Lady continued, "Come here. The Captain sent these charts. What do you know about them?"
"They're supposed to be reliable." A hundred percent unless there had been some heavy renovations in the last few hours.
"They aren't very extensive."
Bitch and gripe, bitch and gripe. Nobody is ever satisfied. "Want I should go dig the guy up and let you do some kind of necromantic thing on him?"
She gave me such an ugly look that for a moment I was afraid she would call my bluff. But she did not doubt me, she just was not getting the kind of fear and respect she expected. She relaxed, told me, "Except for the locations of the shadowweaver hideouts and where Singh is holing up there isn't much here we didn't know already."
Which stuff was what the exercise was all about, woman. "There's a little more. Longshadow is almost always locked up in this tower here, doing whatever he does instead of giving us grief. Howler has an apartment somewhere around here. He keeps two carpets on a flat place over here and a little bitty, brand-new one rolled up right beside his bed."
Lady gave me a piercing look. How could I know that?
I told her, "The day he got here Howler started covering his ass in case his partner turned on him someday."
"Uhm?" she grunted. "Howler would. Particularly in view of what Longshadow tried to do to his previous associates." She turned her attention to the charts. But I knew she was not satisfied. She could not be satisfied when somebody else knew anything that she did not.
She beckoned Isi, Ochiba and Sindawe closer. The Nar generals worked well with her. They did not do so with the Old Man. Croaker could not trust them even though they stuck with the Company against Mogaba. "Should we do this in the daytime or at night?"

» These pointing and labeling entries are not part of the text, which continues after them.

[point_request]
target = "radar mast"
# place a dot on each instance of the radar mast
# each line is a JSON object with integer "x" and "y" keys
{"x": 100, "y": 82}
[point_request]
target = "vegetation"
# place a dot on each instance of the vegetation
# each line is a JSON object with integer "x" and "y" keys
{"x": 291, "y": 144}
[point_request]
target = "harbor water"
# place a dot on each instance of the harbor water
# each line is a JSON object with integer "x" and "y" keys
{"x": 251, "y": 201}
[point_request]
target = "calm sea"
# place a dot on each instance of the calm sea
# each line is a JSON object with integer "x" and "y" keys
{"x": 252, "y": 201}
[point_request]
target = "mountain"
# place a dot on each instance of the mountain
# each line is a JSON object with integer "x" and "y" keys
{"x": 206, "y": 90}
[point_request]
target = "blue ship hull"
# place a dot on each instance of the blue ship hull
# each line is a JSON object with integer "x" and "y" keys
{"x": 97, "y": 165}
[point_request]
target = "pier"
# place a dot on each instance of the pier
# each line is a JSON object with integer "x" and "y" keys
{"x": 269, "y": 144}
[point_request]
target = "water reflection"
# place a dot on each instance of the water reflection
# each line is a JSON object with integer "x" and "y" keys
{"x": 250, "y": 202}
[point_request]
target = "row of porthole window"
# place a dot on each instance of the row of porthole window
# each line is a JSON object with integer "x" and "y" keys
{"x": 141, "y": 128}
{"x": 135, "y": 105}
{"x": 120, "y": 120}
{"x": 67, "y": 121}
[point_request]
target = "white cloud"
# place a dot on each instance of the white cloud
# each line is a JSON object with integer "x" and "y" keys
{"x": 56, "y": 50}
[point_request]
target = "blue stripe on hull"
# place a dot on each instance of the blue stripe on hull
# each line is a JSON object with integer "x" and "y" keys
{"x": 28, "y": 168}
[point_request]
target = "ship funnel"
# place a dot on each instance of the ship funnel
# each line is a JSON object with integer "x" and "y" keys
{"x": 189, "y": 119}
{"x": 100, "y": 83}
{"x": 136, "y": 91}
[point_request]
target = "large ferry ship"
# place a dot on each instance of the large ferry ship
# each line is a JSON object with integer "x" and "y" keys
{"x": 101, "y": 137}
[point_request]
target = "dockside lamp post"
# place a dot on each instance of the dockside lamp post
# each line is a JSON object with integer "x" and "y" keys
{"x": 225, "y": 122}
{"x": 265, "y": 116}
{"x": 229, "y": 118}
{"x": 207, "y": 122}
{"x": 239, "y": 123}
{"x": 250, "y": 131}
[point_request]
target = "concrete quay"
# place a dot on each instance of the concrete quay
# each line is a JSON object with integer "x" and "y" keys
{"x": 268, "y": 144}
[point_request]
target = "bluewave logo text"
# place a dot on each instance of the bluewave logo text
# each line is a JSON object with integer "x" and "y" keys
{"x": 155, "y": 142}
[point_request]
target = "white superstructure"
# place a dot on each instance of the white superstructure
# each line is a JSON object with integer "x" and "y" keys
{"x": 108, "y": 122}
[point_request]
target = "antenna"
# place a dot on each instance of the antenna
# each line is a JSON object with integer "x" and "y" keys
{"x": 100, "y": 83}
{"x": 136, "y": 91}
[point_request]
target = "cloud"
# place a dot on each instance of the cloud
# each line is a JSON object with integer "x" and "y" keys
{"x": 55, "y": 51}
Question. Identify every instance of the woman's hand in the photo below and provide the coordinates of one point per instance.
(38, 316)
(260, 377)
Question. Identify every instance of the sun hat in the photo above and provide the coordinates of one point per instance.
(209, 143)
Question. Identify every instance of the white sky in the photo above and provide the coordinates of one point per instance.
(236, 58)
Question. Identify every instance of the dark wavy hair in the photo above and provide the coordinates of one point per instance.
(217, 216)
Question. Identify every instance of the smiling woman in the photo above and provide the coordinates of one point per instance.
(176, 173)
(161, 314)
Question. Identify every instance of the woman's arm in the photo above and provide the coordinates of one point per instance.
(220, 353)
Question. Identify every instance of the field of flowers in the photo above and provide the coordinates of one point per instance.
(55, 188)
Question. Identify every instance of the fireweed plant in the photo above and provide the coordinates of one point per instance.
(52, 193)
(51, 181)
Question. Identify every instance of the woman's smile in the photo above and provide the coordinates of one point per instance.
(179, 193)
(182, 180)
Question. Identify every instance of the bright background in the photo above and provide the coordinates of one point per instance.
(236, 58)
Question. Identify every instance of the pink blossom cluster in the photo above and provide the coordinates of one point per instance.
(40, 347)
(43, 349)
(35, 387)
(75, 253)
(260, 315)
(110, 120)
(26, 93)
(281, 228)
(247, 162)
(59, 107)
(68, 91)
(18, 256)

Ochiba, a man I had heard speak maybe five times in that many years, said, "It won't matter in there."
"True. But I prefer by daylight. For the impact on morale."

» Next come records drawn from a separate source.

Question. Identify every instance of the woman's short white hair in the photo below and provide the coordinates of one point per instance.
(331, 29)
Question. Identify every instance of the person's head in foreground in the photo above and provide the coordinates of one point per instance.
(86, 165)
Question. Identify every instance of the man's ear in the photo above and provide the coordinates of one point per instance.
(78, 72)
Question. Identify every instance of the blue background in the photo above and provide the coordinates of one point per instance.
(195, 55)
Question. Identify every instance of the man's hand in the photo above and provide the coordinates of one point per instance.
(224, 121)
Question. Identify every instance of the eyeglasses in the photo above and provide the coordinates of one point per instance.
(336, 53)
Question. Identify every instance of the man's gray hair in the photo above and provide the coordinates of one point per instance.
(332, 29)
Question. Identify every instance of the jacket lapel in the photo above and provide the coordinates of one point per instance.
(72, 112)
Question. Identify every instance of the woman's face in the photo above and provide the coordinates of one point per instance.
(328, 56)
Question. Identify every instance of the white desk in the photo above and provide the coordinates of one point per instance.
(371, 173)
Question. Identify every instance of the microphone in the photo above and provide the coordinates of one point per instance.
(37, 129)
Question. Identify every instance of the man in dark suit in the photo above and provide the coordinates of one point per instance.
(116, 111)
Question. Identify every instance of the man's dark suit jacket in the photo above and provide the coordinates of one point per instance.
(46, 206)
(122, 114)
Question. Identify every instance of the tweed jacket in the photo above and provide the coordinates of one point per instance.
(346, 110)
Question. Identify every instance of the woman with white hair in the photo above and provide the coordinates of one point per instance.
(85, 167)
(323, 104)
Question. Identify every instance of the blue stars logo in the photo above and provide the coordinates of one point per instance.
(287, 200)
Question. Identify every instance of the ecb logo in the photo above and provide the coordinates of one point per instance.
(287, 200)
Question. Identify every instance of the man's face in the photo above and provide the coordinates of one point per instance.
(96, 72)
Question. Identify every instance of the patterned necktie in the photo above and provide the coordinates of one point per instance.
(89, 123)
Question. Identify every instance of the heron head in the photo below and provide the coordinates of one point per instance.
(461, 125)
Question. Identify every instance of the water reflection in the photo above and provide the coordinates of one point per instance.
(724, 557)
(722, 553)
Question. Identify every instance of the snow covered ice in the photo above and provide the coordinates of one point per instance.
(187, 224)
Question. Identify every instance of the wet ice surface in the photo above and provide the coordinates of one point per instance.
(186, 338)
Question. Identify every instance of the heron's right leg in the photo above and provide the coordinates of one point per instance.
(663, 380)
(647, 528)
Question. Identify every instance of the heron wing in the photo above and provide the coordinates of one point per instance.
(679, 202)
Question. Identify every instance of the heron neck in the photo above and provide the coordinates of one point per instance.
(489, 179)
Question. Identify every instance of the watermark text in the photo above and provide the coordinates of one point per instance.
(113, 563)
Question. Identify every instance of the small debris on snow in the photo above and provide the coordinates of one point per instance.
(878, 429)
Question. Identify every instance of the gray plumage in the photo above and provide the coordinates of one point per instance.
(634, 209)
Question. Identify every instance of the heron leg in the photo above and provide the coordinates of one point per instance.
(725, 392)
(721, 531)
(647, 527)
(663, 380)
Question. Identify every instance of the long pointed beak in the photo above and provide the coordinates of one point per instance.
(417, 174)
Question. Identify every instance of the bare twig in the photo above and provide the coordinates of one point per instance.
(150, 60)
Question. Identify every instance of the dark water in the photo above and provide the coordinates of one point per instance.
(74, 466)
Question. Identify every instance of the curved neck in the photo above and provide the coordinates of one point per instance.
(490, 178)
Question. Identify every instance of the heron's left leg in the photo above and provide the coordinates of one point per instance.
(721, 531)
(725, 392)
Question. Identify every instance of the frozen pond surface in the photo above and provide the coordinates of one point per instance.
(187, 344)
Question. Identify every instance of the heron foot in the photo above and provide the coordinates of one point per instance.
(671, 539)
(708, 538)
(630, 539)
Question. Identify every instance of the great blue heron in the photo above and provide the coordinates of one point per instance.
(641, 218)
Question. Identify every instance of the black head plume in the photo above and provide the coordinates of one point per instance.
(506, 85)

"It's daytime now," Swan observed.
I told Blade, "You can't get anything past this guy."
Lady glanced at Willow. "You want to see how well your Guards can perform in there?"
"I'd love to. But that isn't their job."
Their job was to look out for the Prince and Princess, neither of whom he or they had been near in recent times.

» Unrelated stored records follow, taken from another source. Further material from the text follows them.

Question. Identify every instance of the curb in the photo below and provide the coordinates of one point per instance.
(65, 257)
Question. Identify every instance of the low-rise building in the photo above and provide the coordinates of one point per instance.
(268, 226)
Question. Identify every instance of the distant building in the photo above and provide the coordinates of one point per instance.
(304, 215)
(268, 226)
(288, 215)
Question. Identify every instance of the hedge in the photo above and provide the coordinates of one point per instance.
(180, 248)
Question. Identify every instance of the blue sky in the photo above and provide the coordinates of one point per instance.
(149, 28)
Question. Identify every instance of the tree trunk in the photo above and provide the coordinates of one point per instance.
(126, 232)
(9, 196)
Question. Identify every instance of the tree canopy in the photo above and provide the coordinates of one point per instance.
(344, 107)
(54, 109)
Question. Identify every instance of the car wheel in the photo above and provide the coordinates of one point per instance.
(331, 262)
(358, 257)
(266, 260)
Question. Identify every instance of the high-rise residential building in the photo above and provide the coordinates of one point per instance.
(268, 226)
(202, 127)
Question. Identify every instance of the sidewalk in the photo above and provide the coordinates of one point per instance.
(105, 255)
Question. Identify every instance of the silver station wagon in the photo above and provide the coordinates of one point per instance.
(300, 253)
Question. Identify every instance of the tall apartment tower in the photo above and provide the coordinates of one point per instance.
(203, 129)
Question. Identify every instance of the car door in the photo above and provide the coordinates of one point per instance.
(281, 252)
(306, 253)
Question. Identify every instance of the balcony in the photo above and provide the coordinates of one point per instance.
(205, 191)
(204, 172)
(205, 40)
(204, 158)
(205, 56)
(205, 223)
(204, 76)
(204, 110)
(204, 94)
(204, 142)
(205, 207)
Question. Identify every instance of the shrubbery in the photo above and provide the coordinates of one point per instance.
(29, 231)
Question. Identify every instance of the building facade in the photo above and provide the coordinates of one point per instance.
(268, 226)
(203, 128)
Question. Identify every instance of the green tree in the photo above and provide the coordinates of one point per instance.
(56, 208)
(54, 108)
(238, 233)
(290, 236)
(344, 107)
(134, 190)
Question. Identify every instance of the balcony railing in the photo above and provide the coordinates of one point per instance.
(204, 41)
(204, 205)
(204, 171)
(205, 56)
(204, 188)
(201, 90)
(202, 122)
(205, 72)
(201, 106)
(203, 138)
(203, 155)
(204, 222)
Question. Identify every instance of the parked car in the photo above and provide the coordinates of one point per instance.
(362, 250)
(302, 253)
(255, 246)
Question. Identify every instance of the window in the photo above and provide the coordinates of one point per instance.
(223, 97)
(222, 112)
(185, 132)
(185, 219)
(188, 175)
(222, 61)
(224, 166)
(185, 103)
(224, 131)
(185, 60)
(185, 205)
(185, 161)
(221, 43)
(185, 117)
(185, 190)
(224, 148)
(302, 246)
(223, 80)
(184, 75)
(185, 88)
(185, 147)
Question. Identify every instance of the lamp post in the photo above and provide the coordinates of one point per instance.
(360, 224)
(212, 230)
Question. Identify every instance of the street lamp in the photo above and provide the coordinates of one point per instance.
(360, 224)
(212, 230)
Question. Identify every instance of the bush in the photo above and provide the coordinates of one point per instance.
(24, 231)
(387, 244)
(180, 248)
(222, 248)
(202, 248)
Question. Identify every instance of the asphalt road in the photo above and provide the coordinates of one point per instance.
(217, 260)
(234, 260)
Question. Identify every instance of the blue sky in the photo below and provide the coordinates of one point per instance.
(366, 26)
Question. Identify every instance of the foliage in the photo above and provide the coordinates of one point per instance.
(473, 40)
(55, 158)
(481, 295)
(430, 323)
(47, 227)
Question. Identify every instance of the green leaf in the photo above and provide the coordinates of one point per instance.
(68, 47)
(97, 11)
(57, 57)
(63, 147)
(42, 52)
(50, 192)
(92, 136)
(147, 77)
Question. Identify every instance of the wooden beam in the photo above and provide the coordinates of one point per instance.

Everybody there had that thought at the same time I did. Everybody gave Swan a long look. He reddened.
"Sindawe, you're my second choice." Lady stepped aside so the tall Nar could move closer to the charts. I had kept wriggling forward. Now I could see that there was more than one set. Only one was the one I had prepared. The other, structured differently, may have been put together by Lady's people based on what her soldiers had found inside Overlook.
The Nar officer stared for a while. "We ought to rotate fresh troops in before we do anything else."
Isi agreed. "The men inside have been there a long time, under a lot of pressure."
Lady said, "I'll approve that."
Sindawe said, "We should add numbers for this. Once we start moving there won't be any point to pretense. Will there?"
"Probably not. Succeed or fail, going ahead will attract some close scrutiny. And the Captain hasn't given us the option of not going ahead. Has he, Murgen?"
I shrugged. "He'll always defer to the commander on the scene. You know that. As long as you can make a good argument."
"We don't have an option, then. We've been stalling in hopes somebody else would come up with a workable solution to the Longshadow dilemma."
"What's that?" I asked.
"The fact that we can't kill him. You know that, don't you?"
I knew that. What I did not know was how they planned to send fresh troops into Overlook.
Sindawe said, "We ought to pursue every phase of the effort at once. Here, here, toward these shadow weaver hideouts. Here, toward the Deceiver's holeup. And a general raid against the garrison and servant population, too. So they don't interfere in our other efforts."
"Go for Longshadow, too," Lady suggested. "You might get lucky."
I was missing something. There was a hundred-foot wall over there, not nearly as shiny as it used to be, and absent some of its pretty towers, but not one foot shorter than it ever was. Why were these people not impressed? "You all walk through walls or something?"
"If that's convenient," Lady replied.
"We'll crawl," Sindawe told me.
Soon enough I discovered something else that I had missed while doing my all-seeing thing in the ghostworld because I had not been looking.